Review of nursing progress note dated 11/26/25, at 12:03 p.m. indicated notified by nurse that resident sustained a laceration to right anterior medial shin when staff were putting on her pants the hook from urine bag caught her leg causing the laceration, it's v-shaped skin flap attached at wound bed edges well approximated fatty tissues visible with clear serosanguinous discharge draining/weeping surrounding skin shinny fragile edematous.

During an interview completed on 12/11/25, at 11:00 a.m. the Nursing Home Administrator (NHA) stated that Resident R1 has "lymphedema and frail skin".

During an interview completed on 12/11/25, at 1:45 p.m. upon asking Nurse Aid (NA) Employee E2 concerning Resident R1's leg appearance indicated they are sometimes swollen and leak, that she also has special pumps that she uses.

Review on 12/11/25, at 1:30 p.m. Resident R1's current care plan failed to include any interventions for lymphedema or preventative measures for impaired skin integrity.

During an interview completed on 12/11/25, at 2:45 p.m. Registered Nurse Employee E16 confirmed that Resident R1's current care plan did not include interventions for lymphedema or preventative measures for impaired skin integrity.

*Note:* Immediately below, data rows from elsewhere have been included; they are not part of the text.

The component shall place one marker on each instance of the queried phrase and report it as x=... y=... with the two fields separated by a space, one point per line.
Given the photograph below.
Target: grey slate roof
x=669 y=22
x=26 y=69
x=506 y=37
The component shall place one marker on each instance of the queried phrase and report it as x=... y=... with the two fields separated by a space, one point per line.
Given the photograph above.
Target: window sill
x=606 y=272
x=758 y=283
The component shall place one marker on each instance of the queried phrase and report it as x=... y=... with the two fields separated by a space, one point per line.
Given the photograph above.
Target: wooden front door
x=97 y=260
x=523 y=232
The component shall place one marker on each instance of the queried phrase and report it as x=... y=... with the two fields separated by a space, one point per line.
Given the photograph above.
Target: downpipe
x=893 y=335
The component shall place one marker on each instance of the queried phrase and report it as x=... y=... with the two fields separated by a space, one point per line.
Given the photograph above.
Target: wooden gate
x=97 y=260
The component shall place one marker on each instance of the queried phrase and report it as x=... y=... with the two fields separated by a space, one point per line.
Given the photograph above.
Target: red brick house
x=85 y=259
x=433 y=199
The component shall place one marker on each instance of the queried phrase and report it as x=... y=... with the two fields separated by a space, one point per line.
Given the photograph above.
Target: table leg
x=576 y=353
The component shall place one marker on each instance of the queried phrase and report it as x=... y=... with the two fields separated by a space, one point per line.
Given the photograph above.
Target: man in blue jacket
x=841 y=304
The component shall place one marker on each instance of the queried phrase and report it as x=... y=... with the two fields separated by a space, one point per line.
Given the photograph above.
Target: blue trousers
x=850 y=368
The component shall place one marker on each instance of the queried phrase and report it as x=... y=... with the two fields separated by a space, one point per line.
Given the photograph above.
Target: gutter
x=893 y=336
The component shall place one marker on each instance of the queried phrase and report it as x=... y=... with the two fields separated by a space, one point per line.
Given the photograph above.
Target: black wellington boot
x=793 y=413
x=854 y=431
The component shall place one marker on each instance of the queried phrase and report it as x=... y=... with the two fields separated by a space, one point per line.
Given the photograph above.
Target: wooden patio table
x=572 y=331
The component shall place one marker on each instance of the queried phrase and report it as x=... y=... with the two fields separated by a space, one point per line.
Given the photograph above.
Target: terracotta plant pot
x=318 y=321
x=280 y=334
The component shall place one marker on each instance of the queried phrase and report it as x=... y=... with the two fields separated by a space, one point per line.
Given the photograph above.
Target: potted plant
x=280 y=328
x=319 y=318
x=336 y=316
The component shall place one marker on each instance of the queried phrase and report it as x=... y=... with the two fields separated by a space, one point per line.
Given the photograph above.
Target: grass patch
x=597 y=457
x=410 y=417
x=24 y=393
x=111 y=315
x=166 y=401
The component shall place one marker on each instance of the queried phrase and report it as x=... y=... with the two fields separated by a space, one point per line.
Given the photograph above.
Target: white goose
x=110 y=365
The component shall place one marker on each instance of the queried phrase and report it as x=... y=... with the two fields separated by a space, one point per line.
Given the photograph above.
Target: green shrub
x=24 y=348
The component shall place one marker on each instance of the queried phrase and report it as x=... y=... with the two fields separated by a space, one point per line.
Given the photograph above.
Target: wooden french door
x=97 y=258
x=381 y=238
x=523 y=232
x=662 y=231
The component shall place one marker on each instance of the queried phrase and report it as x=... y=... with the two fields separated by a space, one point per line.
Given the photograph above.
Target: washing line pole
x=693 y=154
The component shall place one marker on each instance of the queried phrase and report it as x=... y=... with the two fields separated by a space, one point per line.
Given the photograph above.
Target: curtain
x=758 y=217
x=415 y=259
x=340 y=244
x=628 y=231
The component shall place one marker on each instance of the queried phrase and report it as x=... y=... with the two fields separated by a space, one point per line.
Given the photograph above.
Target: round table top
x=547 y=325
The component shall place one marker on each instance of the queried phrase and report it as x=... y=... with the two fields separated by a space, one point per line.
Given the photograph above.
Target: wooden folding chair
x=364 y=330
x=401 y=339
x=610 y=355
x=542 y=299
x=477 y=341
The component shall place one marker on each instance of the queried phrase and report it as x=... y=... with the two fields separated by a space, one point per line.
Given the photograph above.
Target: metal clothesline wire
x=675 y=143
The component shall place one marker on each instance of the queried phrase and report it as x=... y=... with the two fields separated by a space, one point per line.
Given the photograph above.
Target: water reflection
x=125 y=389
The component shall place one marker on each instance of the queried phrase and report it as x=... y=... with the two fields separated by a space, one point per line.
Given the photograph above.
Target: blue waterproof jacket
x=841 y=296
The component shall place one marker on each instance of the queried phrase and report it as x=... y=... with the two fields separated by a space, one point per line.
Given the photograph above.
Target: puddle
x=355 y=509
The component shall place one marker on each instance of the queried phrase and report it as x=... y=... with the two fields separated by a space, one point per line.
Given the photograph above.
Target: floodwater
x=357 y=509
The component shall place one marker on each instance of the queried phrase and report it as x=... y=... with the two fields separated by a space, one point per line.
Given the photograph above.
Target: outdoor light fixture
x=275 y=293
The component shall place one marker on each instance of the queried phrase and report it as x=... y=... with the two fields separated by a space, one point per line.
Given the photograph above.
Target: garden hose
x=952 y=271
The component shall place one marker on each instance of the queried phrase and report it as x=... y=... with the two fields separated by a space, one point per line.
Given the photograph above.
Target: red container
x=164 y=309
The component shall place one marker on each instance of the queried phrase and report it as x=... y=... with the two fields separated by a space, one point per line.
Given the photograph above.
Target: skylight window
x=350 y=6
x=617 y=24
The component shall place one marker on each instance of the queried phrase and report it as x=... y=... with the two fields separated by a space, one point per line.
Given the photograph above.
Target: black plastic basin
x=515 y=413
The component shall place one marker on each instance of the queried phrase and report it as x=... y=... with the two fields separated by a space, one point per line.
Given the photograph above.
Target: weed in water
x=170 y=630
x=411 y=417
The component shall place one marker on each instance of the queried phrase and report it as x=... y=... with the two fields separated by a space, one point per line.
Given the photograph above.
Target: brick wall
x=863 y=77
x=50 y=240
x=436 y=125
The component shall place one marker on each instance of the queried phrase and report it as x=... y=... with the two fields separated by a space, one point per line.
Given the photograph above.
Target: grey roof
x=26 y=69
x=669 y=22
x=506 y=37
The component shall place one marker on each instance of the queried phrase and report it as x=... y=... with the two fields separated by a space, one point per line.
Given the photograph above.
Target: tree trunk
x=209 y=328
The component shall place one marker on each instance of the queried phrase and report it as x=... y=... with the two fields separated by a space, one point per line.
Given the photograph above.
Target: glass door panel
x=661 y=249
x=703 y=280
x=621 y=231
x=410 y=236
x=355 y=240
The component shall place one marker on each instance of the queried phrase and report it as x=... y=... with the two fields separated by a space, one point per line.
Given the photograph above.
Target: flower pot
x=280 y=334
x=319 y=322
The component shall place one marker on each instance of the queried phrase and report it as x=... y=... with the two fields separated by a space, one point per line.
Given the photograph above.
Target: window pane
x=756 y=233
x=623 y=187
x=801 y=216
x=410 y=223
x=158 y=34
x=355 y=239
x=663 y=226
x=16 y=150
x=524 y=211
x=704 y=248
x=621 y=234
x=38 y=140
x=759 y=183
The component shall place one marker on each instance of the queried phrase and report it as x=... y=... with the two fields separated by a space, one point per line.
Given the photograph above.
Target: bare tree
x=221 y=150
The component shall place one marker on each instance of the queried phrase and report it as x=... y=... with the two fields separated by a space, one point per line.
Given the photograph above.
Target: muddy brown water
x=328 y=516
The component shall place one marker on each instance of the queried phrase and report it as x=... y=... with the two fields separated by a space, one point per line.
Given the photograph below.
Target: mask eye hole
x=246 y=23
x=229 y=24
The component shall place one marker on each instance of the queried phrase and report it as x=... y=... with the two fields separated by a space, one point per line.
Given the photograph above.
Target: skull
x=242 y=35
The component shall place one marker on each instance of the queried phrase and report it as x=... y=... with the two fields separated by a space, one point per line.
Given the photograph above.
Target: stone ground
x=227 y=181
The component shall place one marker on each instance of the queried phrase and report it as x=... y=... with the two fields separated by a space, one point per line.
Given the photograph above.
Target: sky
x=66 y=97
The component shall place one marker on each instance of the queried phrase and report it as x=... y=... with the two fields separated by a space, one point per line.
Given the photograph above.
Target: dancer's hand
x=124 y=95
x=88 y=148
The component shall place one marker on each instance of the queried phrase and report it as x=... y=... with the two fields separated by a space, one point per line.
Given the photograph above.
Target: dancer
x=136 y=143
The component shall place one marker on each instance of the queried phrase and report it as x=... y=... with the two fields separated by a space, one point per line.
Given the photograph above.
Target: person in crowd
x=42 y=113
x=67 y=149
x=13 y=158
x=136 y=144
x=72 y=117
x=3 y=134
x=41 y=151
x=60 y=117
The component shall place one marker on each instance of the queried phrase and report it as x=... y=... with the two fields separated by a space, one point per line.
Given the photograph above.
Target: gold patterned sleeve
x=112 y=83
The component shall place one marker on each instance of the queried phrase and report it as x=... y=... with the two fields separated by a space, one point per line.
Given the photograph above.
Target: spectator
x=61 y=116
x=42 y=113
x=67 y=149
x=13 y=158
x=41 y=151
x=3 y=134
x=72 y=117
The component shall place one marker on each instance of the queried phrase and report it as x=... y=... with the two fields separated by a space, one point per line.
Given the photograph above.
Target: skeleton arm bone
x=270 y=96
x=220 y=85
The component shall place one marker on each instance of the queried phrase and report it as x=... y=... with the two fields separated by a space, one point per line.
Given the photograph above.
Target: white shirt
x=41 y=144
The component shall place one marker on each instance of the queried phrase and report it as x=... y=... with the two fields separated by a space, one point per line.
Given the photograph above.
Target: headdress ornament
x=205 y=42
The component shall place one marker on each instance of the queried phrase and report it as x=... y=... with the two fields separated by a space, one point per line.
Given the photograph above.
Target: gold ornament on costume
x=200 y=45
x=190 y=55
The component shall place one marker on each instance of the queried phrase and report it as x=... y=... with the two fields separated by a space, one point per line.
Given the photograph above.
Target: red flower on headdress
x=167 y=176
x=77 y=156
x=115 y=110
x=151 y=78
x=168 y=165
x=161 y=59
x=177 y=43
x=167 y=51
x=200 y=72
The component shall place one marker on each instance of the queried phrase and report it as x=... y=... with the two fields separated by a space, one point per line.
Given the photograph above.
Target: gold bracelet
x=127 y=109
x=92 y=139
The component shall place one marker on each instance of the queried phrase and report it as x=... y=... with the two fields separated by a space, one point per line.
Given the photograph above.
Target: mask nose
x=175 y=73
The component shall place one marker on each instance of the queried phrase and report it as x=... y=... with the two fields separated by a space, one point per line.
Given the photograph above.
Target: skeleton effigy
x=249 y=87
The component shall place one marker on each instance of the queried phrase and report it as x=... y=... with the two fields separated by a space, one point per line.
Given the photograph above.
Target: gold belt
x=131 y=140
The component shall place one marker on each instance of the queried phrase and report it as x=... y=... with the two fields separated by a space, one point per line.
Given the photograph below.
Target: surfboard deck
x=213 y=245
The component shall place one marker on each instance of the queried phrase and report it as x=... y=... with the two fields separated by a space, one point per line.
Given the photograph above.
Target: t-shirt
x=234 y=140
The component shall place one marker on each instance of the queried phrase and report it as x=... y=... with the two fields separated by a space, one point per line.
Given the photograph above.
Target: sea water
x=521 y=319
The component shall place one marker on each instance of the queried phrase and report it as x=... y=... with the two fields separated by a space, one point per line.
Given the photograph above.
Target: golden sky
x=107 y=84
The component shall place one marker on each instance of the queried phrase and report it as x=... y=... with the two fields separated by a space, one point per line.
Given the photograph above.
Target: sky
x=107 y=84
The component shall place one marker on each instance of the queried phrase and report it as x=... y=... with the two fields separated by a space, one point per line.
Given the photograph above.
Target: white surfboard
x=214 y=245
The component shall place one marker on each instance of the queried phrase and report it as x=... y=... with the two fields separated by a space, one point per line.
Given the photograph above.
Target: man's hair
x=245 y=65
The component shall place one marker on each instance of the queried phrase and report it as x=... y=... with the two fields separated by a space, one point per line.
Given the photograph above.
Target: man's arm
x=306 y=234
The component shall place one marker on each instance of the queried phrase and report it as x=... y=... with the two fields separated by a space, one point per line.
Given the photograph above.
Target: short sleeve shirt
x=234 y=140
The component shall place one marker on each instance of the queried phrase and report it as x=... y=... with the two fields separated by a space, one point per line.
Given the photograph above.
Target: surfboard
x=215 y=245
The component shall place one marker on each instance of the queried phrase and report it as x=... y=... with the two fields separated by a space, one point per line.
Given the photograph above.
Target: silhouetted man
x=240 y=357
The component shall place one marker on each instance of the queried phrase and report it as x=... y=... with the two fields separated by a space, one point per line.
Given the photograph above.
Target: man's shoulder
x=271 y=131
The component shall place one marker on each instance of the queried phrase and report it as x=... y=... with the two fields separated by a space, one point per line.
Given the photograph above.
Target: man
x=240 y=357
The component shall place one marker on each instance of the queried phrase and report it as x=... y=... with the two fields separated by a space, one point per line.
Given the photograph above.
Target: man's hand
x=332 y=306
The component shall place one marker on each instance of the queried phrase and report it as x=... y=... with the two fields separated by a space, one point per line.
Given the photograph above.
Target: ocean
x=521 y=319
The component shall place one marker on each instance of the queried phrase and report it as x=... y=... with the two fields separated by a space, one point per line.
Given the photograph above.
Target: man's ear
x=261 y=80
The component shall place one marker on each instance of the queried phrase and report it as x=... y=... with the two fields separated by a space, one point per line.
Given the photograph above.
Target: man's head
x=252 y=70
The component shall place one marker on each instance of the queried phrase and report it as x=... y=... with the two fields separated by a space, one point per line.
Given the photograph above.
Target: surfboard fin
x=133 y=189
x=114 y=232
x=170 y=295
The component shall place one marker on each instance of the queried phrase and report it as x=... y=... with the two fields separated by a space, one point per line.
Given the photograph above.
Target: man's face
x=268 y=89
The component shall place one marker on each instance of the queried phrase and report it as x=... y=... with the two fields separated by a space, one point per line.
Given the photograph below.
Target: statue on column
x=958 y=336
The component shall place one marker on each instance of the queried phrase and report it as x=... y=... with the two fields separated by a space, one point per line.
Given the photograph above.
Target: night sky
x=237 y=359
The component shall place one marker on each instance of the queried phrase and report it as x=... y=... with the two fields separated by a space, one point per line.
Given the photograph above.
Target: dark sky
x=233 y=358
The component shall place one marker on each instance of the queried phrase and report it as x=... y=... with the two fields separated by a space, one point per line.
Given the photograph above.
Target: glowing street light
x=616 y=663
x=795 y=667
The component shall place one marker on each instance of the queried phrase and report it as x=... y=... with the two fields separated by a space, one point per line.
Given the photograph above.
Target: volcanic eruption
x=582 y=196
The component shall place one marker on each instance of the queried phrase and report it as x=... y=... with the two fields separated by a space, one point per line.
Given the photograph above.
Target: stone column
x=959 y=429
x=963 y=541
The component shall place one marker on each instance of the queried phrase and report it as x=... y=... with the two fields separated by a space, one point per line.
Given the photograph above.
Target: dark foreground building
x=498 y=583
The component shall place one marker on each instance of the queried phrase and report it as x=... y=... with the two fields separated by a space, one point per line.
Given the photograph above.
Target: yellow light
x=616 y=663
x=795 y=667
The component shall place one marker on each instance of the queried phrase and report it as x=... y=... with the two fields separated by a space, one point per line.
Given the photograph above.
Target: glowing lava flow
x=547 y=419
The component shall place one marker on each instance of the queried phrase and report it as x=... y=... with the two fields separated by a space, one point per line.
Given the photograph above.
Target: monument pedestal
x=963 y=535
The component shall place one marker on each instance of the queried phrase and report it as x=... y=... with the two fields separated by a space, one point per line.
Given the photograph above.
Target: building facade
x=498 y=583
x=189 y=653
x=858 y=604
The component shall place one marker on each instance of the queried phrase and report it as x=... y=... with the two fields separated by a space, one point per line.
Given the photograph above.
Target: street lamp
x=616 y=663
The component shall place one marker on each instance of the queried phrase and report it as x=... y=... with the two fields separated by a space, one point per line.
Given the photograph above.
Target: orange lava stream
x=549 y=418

During an interview completed on 12/11/25, at 3:10 p.m. the Nursing home Administrator confirmed that the facility failed to revise a care plan to accurately reflect the current status for one of three residents (Resident R1).


28 Pa. Code 211.12(d)(1)(3)(5) Nursing Services.
28 Pa. Code 211.11(e) Resident Care Plan.





 Plan of Correction - To be completed: 01/12/2026

1. On 12-01-2025 DON updated resident's R1 care plan.
2. Care plans were checked for identified residents with dx of lymphedema, fragile skin and foley catheters for accuracy and to ensure proper problems were addressed with corresponding interventions.
3. Staff educator/designee conducted education with licensed staff on care planning.
4. DON/Designee will audit care plans for all residents and any new admission with dx of lymphedema, fragile skin and foley catheters daily x 1 week, 2x week for 2 weeks and weekly x one month. Audit results will be reviewed by the QA Committee until consistent substantial compliance has been achieved.